”Grace,” the title of an enormously popular 1916 Easter Rising ballad sung at Celtic F.C. matches and recorded by Rod Stewart, may have a twist to the story that no one foresaw or knew about at the time.
Grace Gifford married Joseph Plunkett in his cell in Kilmainham Gaol on May 4, 1916, after he was identified as a leader of the Rising and just hours before his death.
Now, historian Lindsey Earner-Byrne, Professor of Irish Gender History at University College Cork, says there may have been more to the hurried marriage story than first appears.
She states that Gifford may have been pregnant when she married Plunkett. Evidence for this comes from Plunkett’s sister, Geraldine Plunkett, who was certain Grace had a miscarriage shortly after the 1916 Easter Rising.
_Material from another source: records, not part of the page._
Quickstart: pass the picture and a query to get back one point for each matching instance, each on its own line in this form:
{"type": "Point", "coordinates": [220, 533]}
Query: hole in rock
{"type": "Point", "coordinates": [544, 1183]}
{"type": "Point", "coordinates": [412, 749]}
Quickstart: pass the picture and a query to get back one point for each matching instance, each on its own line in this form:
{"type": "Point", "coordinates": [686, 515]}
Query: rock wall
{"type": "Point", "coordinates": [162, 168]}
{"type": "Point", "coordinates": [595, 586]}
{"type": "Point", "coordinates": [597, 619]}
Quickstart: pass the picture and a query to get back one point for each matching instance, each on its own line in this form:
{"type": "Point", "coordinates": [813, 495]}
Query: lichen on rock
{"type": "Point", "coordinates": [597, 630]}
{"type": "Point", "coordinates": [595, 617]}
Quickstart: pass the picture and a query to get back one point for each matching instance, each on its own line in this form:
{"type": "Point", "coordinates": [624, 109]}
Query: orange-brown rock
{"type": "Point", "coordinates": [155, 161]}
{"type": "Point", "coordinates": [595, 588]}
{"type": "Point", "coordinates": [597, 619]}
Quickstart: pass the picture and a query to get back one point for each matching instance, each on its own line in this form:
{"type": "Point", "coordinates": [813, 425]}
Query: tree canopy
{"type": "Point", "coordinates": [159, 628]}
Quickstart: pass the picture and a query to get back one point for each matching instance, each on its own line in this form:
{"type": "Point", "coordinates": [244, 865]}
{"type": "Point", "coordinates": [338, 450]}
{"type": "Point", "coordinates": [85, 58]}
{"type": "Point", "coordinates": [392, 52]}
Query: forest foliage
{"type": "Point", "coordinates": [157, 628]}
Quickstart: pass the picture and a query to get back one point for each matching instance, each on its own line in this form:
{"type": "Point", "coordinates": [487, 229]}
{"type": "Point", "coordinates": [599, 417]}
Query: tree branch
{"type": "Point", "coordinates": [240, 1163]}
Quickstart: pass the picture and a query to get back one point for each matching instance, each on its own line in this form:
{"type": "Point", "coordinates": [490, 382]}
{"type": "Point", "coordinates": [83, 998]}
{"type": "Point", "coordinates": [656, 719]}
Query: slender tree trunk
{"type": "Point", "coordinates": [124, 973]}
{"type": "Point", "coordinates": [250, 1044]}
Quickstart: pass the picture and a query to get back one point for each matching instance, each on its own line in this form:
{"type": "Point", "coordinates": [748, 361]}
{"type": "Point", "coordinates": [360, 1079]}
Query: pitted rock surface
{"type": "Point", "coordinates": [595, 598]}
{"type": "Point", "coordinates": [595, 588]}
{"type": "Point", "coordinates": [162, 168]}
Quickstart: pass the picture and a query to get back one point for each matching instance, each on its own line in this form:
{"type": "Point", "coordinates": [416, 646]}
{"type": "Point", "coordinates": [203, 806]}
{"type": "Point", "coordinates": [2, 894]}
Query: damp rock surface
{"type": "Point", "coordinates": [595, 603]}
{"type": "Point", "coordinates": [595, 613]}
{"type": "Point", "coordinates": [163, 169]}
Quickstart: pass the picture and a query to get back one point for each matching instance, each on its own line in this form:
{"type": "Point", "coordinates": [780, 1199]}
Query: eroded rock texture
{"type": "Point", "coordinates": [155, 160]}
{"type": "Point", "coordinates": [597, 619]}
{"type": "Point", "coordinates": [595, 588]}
A radio documentary examining the story called “Forgotten: Widows of the Irish Revolution” was broadcast on RTÉ on Thursday night.
If she was pregnant as her sister alleged, it would have been a mortal scandal in the Ireland of its time. However, the theory goes, that getting married washed away any occasion of sin if she actually knew she was pregnant when she married him.
“If it was true (that she was pregnant), it would have had significant implications for Grace’s moral standing in the community,” Prof Earner-Byrne states in the documentary.
“It would have meant that the relationship was consummated before the wedding. It would also have meant that marriage had much greater significance for both of them. Unmarried women in those days were particularly vulnerable.”
Having a child outside marriage was a very serious matter in those times and would have resulted in social boycott.
However, a last-minute wedding in Kilmainham could have been a way for Grace to have avoided such a fate, Professor Earner-Byrne will say.
We will of course, never know the answer but we can rest assured the love story of Grace and Joseph will carry on down the ages, wherever Irish ballads are sung.